The decision to maintain their now unusual schemes stemmed from fear that Congress might pass a “force bill,” in an attempt to require states to abide by federal laws relating to elections. Congress had passed several of these laws during Reconstruction as the federal government fought the Ku Klux Klan. And in 1890, Massachusetts Senator Henry Cabot Lodge proposed an Elections Bill, which would have mandated federal supervision of House elections. Southern states knew that such supervision would threaten their ostensibly neutral, but actually racially based, exclusions to voting. Lodge’s bill narrowly passed in the House before Southern senators successfully filibustered it in the Senate, the first of the modern southern-led filibusters on racial issues.
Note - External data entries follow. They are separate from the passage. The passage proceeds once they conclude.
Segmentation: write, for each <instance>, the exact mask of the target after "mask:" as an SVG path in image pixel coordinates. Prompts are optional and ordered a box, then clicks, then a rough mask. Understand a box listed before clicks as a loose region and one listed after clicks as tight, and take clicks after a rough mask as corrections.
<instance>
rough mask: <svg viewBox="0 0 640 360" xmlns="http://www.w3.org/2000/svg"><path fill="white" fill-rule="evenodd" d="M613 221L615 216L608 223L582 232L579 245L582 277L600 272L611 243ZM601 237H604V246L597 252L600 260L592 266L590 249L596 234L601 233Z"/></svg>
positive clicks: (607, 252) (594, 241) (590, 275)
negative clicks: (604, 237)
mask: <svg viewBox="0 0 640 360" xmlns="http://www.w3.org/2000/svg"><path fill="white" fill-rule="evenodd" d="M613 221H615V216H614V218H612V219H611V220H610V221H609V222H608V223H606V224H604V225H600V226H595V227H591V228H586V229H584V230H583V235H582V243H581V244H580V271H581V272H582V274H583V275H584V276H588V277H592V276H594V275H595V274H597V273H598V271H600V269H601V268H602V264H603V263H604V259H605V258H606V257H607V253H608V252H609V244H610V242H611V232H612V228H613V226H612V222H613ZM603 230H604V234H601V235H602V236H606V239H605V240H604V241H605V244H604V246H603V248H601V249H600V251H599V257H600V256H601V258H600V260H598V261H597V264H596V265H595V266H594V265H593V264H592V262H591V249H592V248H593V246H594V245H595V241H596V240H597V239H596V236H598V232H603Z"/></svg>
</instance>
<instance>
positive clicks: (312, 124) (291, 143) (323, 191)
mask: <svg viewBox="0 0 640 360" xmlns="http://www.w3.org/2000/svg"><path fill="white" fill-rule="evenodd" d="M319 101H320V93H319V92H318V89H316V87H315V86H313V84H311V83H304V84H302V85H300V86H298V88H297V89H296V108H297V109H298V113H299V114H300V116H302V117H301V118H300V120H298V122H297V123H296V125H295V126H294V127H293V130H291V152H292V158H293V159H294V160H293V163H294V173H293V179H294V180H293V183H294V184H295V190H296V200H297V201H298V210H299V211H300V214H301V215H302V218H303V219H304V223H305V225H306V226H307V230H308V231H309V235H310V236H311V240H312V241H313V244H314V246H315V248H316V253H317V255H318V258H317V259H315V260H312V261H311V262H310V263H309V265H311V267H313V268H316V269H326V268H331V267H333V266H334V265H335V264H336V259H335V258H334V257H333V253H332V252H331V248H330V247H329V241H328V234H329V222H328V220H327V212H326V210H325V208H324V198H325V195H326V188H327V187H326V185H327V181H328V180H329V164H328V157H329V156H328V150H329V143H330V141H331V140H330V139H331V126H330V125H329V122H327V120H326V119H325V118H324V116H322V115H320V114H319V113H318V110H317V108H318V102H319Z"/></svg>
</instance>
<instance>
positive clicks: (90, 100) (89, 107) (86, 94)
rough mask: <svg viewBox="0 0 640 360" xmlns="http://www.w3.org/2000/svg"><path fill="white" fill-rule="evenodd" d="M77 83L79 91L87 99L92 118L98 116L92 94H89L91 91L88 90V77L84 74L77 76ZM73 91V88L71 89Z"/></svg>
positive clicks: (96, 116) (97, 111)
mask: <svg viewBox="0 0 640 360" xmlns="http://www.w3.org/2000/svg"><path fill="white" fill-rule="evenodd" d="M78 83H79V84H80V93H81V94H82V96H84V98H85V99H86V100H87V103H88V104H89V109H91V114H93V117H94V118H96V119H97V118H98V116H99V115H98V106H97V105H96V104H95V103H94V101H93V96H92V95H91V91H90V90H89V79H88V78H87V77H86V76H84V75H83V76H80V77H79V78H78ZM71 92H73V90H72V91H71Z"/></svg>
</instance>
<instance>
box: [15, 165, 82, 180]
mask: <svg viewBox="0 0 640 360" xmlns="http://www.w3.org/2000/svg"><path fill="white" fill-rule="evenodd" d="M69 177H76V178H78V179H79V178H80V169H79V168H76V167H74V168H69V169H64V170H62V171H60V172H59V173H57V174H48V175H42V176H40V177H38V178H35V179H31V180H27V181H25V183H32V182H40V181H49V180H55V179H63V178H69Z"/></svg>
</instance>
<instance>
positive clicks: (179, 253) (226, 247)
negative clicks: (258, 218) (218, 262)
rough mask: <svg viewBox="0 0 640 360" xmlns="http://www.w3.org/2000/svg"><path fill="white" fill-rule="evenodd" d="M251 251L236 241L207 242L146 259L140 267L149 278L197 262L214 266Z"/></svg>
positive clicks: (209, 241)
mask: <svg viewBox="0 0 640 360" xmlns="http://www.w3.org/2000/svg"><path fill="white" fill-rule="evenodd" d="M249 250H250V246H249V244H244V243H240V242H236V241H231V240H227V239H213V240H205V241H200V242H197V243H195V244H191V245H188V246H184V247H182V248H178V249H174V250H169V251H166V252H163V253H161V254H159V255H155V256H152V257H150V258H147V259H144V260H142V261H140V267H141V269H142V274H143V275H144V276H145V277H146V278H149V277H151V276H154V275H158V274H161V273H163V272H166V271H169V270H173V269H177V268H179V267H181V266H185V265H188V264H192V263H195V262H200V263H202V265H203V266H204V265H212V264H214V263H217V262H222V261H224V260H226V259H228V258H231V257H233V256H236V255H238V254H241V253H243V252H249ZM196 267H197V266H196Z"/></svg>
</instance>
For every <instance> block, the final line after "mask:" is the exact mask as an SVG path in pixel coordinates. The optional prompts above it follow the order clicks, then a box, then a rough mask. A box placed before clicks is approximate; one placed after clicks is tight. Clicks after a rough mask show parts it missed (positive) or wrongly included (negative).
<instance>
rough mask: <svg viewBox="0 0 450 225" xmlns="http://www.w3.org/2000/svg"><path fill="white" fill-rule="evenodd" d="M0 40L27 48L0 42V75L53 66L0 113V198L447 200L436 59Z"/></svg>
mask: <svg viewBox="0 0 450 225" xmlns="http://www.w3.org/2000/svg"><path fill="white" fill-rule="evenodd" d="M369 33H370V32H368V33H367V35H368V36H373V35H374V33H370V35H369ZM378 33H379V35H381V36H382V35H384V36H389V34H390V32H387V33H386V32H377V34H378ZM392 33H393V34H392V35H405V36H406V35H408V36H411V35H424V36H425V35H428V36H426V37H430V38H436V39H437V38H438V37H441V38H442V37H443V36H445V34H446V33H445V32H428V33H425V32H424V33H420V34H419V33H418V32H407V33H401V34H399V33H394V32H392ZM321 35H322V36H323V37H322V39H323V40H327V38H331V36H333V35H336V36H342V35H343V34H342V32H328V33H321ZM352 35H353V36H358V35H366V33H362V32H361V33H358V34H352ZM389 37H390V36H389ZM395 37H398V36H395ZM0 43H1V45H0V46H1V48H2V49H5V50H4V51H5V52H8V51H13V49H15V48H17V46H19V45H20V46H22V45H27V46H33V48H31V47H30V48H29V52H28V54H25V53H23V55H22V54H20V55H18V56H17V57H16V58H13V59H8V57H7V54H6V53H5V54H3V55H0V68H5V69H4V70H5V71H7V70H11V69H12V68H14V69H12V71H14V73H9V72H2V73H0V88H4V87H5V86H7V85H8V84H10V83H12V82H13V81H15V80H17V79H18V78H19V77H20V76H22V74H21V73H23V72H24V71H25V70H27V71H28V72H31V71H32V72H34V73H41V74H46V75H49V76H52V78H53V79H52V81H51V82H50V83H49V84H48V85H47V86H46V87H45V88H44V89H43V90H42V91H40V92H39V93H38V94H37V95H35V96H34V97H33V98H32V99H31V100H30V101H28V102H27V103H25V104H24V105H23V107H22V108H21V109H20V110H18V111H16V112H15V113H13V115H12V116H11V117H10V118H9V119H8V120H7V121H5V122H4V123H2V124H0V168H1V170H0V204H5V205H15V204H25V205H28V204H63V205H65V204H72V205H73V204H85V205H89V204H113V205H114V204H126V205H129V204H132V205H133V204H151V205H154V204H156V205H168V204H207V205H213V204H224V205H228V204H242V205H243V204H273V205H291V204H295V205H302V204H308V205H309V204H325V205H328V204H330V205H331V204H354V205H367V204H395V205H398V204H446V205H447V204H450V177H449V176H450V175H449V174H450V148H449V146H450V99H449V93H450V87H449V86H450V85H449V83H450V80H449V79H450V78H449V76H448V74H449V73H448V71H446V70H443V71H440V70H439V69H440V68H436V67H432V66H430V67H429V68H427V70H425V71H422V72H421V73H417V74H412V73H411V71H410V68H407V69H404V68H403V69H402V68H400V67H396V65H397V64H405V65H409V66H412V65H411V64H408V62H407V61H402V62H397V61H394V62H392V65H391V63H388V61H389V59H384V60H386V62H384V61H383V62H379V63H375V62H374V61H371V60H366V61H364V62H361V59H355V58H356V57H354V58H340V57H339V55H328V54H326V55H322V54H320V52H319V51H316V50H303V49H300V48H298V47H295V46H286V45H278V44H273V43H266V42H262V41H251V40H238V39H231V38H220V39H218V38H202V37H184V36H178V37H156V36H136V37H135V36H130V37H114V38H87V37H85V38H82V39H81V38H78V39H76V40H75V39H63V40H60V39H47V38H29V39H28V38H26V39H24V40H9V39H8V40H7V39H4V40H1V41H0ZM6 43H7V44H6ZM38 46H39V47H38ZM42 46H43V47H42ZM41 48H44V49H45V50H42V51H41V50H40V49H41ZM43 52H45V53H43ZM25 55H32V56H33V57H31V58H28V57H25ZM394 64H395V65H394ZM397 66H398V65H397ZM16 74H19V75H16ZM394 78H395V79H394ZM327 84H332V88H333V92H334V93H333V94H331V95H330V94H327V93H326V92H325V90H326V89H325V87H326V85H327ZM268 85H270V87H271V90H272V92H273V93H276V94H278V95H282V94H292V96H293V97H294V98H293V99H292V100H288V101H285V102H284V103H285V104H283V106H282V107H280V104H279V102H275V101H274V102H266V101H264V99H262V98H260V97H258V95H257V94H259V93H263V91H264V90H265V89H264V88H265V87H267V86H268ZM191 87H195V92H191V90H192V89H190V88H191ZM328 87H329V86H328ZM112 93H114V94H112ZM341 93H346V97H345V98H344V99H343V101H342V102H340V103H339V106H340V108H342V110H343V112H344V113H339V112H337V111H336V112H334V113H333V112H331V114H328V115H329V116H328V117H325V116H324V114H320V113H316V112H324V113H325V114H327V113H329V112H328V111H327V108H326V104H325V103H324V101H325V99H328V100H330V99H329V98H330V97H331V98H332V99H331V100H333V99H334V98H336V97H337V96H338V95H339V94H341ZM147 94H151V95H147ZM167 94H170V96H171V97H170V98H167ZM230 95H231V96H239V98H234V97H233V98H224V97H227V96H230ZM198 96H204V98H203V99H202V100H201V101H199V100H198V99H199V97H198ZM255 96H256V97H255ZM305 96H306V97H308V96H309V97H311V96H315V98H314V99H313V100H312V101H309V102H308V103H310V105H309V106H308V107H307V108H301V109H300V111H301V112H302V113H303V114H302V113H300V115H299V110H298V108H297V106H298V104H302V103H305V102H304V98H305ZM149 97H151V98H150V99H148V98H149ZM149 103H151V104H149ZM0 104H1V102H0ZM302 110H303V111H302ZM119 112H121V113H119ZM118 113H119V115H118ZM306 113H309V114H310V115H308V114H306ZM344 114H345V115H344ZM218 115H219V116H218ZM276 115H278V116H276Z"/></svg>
The four Southern states worried that Southern senators might not be able to hold off the tide forever. By maintaining off-year elections, they wanted to insulate at least their state-office elections from this threat of federal oversight.
They knew that any weakening of their ability to discriminate and exclude would threaten conservative whites’ grip on power. Twice—in Virginia in the 1880s and in North Carolina in the 1890s—coalitions of white and Black voters had disrupted the conservative white hold on southern states, and they were determined to avoid a recurrence. At the Virginia constitutional convention of 1901-2, future congressman, senator, and U.S. Secretary of the Treasury Carter Glass made this explicit: “Discrimination! Why, that is precisely what we propose." The convention was elected, he said, to “discriminate to the very extremity of permissible action under the limitations of the Federal Constitution, with a view to the elimination of every negro voter who can be gotten rid of, legally.”
In Virginia, Mississippi, Louisiana, and Kentucky that meant not only literacy tests and poll taxes, but also bucking the trend toward one standardized election calendar.
In 1947, New Jersey joined this off-year-election group, likewise aiming to protect itself from federal trends, if quite different ones. Republican Governor Alfred E. Driscoll drove the shift, worried that the rising New-Deal-Democratic tide could sweep his state. In 1940, President Franklin D. Roosevelt had won his third election in a row, and, riding his coattails, a Democrat won the governorship of New Jersey. In 1947, the state held a constitutional convention, and while it altered elections in several ways—moving from three-year terms for governors to four and enabling them to be reelected to a second term, for instance—it refrained from aligning state elections with federal ones, ensuring that there would be no repeat of 1940.